Purpose – We explore the role of Personal Learning Environments in an already ICT-dense context and in combination with some educational approaches in the field of technology enhanced education. We analyze how Personal Learning Environments are not a device but a learning strategy that threatens the way educational institutions and their functions are understood, by contributing to enable a borderless learning society.

Design/methodology/approach – We will begin revisiting Vygotsky’s concept of the Zone of Proximal Development and assess the role of educators and educational institutions as the actual more knowledgeable others in scaffolding learners’ learning paths. This role will be put in relationship with different learning scenarios (formal, non-formal, informal and autodidactic) according to their inner structure (or lack of) and degree (or absence) of planning. Last, we put PLEs in relationship with other “physical” spaces (VLEs and LMSs), the digitization of content (open educational resources), records and assessments (e-Portfolios) and the possibility to flip some traditional tasks or processes that enabled regaining the social component in the classroom (Education 2.0).

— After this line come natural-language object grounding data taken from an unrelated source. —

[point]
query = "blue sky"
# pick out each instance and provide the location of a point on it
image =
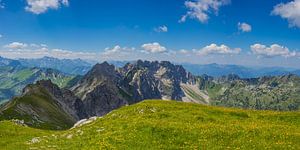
(248, 32)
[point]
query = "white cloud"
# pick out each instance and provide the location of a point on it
(16, 45)
(154, 48)
(117, 50)
(161, 29)
(200, 9)
(215, 49)
(41, 6)
(289, 11)
(244, 27)
(22, 50)
(272, 51)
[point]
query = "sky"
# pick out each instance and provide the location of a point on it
(242, 32)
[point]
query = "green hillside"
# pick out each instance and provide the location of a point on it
(14, 79)
(38, 109)
(166, 125)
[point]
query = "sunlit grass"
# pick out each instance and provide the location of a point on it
(166, 125)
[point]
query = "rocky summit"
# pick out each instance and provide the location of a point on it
(105, 88)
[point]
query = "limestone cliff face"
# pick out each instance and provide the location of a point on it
(106, 88)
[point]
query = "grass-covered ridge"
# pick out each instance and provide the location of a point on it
(167, 125)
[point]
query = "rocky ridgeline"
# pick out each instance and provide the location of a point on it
(105, 88)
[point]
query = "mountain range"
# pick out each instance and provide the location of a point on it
(106, 87)
(14, 77)
(81, 67)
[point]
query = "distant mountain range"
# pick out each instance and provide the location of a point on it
(105, 88)
(81, 67)
(14, 77)
(75, 66)
(217, 70)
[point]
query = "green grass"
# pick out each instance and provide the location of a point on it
(45, 113)
(166, 125)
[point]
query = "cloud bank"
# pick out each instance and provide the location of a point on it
(41, 6)
(289, 11)
(201, 9)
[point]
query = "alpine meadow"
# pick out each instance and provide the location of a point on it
(149, 74)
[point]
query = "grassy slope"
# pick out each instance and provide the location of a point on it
(168, 125)
(47, 113)
(11, 84)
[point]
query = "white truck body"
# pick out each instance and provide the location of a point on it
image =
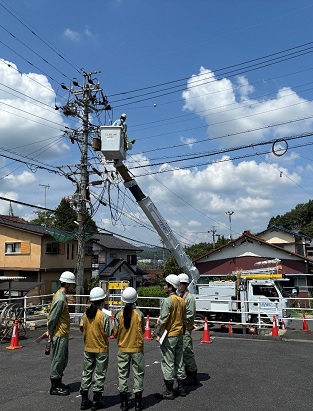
(244, 301)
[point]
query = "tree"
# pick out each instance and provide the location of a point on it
(44, 218)
(63, 218)
(299, 219)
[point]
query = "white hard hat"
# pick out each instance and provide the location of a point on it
(97, 293)
(183, 278)
(129, 295)
(173, 280)
(68, 277)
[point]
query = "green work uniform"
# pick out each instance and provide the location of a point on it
(59, 329)
(189, 356)
(96, 350)
(130, 350)
(172, 319)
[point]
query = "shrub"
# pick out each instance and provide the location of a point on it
(151, 292)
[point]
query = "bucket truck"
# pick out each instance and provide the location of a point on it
(254, 296)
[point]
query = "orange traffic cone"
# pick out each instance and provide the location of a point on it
(275, 328)
(305, 326)
(283, 327)
(14, 340)
(206, 333)
(112, 325)
(147, 335)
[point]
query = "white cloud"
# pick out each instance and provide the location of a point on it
(30, 125)
(23, 179)
(229, 110)
(72, 35)
(188, 141)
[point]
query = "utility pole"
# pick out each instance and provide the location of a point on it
(45, 187)
(229, 213)
(88, 98)
(213, 231)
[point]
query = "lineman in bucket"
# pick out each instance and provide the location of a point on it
(189, 356)
(58, 333)
(129, 330)
(96, 328)
(173, 322)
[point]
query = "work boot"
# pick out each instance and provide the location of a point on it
(65, 386)
(124, 401)
(138, 397)
(56, 389)
(96, 401)
(194, 378)
(180, 388)
(191, 378)
(168, 394)
(86, 403)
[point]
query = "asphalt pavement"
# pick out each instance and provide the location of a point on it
(236, 372)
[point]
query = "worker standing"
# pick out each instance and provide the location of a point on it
(189, 356)
(58, 333)
(172, 321)
(96, 328)
(129, 329)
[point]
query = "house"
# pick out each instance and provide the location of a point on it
(38, 253)
(242, 254)
(115, 260)
(289, 240)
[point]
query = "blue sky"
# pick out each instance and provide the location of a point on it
(206, 86)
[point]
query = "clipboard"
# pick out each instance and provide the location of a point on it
(162, 337)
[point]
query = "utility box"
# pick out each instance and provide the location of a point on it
(113, 142)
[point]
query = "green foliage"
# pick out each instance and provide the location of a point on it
(63, 218)
(153, 291)
(299, 219)
(44, 218)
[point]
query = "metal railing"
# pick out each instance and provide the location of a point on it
(38, 313)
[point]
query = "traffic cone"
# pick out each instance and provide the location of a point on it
(206, 333)
(14, 339)
(112, 325)
(147, 335)
(283, 327)
(275, 328)
(305, 326)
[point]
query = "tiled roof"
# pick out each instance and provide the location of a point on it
(113, 266)
(285, 230)
(109, 241)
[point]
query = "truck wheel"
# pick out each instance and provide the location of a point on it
(199, 322)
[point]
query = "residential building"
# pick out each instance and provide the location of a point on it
(115, 260)
(38, 253)
(242, 254)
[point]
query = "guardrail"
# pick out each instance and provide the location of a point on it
(38, 313)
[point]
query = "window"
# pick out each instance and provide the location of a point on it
(52, 248)
(132, 259)
(12, 248)
(18, 247)
(88, 249)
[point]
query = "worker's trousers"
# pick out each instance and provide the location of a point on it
(172, 358)
(125, 360)
(189, 356)
(59, 357)
(97, 364)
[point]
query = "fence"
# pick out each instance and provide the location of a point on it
(37, 315)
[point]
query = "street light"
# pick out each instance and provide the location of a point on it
(229, 213)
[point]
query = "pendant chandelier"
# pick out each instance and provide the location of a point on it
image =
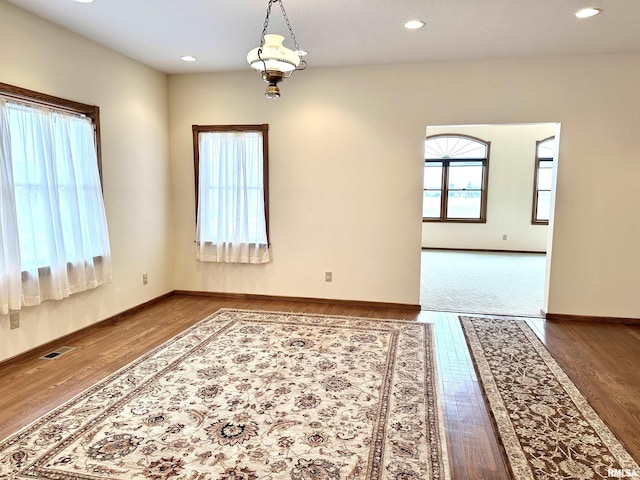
(272, 58)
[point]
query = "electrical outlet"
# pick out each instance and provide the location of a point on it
(14, 319)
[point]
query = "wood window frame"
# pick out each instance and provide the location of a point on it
(484, 190)
(534, 203)
(11, 92)
(264, 130)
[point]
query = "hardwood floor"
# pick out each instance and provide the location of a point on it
(601, 359)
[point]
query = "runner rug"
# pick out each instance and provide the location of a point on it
(249, 395)
(547, 427)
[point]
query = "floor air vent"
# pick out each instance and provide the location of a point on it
(57, 353)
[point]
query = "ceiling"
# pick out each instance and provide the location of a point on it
(346, 32)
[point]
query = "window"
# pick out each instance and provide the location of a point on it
(54, 232)
(545, 152)
(231, 170)
(455, 179)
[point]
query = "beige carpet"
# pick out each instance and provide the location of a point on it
(547, 427)
(493, 283)
(248, 395)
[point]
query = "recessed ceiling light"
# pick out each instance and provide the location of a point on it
(414, 24)
(588, 12)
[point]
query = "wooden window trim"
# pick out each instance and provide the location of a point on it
(484, 190)
(264, 129)
(20, 94)
(534, 203)
(12, 92)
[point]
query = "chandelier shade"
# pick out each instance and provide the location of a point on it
(272, 58)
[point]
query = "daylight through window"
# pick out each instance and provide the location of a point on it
(455, 179)
(545, 153)
(231, 193)
(54, 231)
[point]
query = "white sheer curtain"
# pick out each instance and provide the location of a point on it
(10, 289)
(231, 221)
(53, 183)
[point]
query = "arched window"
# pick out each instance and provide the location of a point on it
(455, 179)
(545, 153)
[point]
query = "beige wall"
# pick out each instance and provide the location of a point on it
(134, 123)
(346, 172)
(510, 193)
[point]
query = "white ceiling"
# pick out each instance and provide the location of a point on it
(346, 32)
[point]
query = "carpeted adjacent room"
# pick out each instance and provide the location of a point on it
(493, 283)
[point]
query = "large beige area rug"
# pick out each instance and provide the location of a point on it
(547, 427)
(248, 395)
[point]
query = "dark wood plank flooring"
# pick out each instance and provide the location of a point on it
(601, 359)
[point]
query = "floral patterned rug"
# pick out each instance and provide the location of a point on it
(547, 427)
(248, 395)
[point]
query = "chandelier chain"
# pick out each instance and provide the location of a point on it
(303, 63)
(286, 19)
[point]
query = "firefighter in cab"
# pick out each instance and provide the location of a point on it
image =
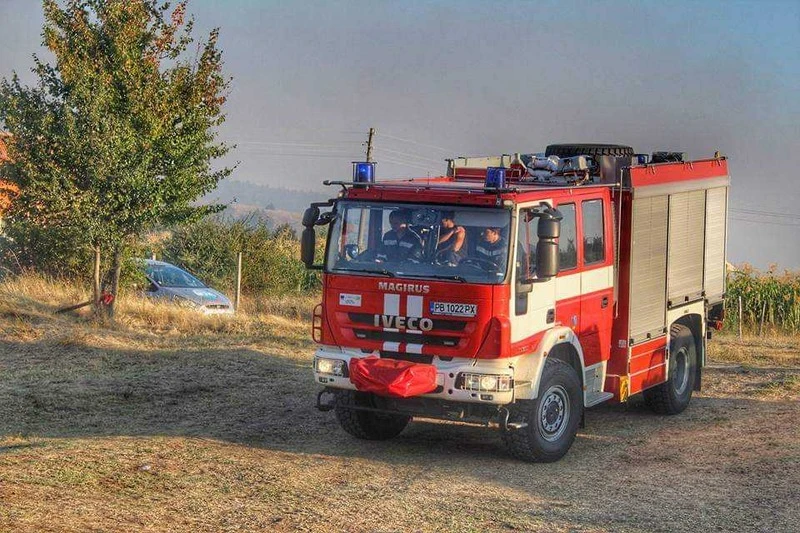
(400, 243)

Findings – We suggest that PLEs have come to close the circle of ICTs in Education with a highly transformative power: the power to blur the boundaries between formal teaching and informal learning. Indeed, the traditionally difficult transition from one learning scenario to a different one has been made smoother by the appearance of OER and, especially, social media constructs that can be used for learning purposes, especially within a PLE-based strategy.

Originality/value – It is stated that institutions should embrace and even foster the possibility that learners could easily and intensively switch educational resources, just like they could shift among different registers and learning scenarios, as a newly enabled way to tear down the artificial divisions that formal learning edified.